A method for evaluating bias in global measurements of CO<sub>2</sub> total columns from space

Author:

Wunch D.,Wennberg P. O.,Toon G. C.,Connor B. J.,Fisher B.,Osterman G. B.,Frankenberg C.,Mandrake L.,O'Dell C.,Ahonen P.,Biraud S. C.,Castano R.,Cressie N.,Crisp D.,Deutscher N. M.,Eldering A.,Fisher M. L.,Griffith D. W. T.,Gunson M.,Heikkinen P.,Keppel-Aleks G.,Kyrö E.,Lindenmaier R.,Macatangay R.,Mendonca J.,Messerschmidt J.,Miller C. E.,Morino I.,Notholt J.,Oyafuso F. A.,Rettinger M.,Robinson J.,Roehl C. M.,Salawitch R. J.,Sherlock V.,Strong K.,Sussmann R.,Tanaka T.,Thompson D. R.,Uchino O.,Warneke T.,Wofsy S. C.

Abstract

Abstract.
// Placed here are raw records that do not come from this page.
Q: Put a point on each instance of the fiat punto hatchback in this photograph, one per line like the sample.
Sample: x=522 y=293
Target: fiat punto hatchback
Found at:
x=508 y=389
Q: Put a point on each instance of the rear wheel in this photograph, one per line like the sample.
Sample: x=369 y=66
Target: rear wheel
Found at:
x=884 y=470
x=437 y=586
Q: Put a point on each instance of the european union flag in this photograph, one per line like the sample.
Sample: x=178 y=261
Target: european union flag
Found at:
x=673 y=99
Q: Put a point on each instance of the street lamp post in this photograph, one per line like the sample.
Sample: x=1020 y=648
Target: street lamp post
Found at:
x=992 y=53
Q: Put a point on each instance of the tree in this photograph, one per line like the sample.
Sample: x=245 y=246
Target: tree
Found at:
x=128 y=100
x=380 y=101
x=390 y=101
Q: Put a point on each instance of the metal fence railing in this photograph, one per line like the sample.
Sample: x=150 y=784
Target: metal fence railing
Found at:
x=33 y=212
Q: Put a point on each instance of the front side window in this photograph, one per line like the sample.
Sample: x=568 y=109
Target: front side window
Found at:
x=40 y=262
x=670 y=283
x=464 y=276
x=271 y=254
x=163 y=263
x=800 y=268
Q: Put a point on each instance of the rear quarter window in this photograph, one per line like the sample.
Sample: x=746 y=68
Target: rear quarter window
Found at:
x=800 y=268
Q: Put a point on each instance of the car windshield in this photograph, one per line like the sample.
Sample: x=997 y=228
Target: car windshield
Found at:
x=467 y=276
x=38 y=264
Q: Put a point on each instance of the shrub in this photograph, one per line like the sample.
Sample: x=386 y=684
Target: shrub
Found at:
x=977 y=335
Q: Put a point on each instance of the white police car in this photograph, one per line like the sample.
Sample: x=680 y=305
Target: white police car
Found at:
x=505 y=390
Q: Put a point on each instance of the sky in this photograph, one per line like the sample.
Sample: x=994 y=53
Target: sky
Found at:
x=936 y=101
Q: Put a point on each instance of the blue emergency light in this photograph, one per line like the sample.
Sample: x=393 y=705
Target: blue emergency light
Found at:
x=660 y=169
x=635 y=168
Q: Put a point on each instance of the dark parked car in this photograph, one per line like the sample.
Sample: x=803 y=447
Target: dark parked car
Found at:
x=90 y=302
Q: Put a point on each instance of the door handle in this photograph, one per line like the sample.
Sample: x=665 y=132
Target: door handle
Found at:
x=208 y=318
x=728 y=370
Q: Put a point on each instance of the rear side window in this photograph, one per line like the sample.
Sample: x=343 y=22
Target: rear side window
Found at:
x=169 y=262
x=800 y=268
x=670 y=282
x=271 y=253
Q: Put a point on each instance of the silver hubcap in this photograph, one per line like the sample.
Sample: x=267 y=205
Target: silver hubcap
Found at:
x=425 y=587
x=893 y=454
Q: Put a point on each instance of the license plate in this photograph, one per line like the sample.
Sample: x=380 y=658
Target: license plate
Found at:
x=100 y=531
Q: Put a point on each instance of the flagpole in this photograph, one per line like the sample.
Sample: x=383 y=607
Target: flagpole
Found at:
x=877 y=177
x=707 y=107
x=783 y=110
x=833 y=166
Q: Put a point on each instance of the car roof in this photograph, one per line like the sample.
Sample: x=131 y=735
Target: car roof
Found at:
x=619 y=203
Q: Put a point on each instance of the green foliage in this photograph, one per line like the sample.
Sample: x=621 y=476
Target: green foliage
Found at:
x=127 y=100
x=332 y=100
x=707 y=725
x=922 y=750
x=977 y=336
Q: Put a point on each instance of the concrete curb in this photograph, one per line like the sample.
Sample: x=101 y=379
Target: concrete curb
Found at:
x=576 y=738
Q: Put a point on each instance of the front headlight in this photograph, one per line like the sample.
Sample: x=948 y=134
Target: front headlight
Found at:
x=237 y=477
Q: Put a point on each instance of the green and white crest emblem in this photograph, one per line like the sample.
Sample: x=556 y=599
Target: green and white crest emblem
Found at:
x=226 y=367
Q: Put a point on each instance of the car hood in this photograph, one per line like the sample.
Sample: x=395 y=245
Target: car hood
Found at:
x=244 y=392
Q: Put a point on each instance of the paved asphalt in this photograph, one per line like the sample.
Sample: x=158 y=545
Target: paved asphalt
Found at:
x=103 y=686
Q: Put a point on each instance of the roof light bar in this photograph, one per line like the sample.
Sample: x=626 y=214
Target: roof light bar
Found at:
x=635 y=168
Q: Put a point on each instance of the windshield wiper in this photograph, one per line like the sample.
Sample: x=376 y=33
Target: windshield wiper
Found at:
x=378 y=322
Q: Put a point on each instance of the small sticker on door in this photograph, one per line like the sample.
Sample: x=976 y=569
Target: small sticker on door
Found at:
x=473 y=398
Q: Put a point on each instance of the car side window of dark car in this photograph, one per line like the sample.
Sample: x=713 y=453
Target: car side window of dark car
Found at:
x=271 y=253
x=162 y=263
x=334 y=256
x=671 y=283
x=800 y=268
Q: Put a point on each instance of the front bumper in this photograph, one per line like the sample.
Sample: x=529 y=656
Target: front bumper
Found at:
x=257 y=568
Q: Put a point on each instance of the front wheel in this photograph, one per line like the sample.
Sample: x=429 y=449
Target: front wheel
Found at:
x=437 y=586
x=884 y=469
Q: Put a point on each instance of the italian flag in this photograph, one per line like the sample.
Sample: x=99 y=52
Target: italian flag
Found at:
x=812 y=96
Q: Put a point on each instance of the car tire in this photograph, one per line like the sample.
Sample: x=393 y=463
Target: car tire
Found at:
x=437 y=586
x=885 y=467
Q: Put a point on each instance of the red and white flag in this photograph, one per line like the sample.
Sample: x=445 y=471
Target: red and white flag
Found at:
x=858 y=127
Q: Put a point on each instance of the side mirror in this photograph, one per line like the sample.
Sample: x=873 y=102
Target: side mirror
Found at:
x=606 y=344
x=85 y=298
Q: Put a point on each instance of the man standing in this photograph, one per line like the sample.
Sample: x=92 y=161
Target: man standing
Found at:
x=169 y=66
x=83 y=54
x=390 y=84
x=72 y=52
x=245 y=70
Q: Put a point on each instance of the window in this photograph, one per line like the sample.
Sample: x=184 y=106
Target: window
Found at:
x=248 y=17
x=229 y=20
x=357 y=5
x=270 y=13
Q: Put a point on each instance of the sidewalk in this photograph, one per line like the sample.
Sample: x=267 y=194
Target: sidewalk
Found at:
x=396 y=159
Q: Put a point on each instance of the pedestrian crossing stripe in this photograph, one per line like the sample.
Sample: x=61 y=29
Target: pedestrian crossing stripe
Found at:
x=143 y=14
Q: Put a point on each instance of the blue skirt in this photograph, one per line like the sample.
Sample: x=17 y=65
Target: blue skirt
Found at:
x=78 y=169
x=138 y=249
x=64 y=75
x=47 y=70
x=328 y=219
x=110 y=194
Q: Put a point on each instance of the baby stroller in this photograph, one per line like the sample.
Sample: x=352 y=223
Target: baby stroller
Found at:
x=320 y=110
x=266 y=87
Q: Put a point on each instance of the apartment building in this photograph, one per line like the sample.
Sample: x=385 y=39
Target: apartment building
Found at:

We describe a method of evaluating systematic errors in measurements of total column dry-air mole fractions of CO2 (XCO2) from space, and we illustrate the method by applying the method to the Atmospheric CO2 Observations from Space retrievals of the Greenhouse Gases Observing Satellite (ACOS-GOSAT) v2.8 data. The approach exploits the lack of large gradients in XCO2 south of 25° S to identify large-scale offsets and other biases in the ACOS-GOSAT data with several retrieval parameters and errors in instrument calibration. We demonstrate the effectiveness of the method by comparing the ACOS-GOSAT data in the Northern Hemisphere with ground truth provided by the Total Carbon Column Observing Network (TCCON). We use the correlation between free-tropospheric temperature and XCO2 in the Northern Hemisphere to define a dynamically informed coincidence criterion between the ground-based TCCON measurements and the ACOS-GOSAT measurements. We illustrate that this approach provides larger sample sizes, hence giving a more robust comparison than one that simply uses time, latitude and longitude criteria. Our results show that the agreement with the TCCON data improves after accounting for the systematic errors.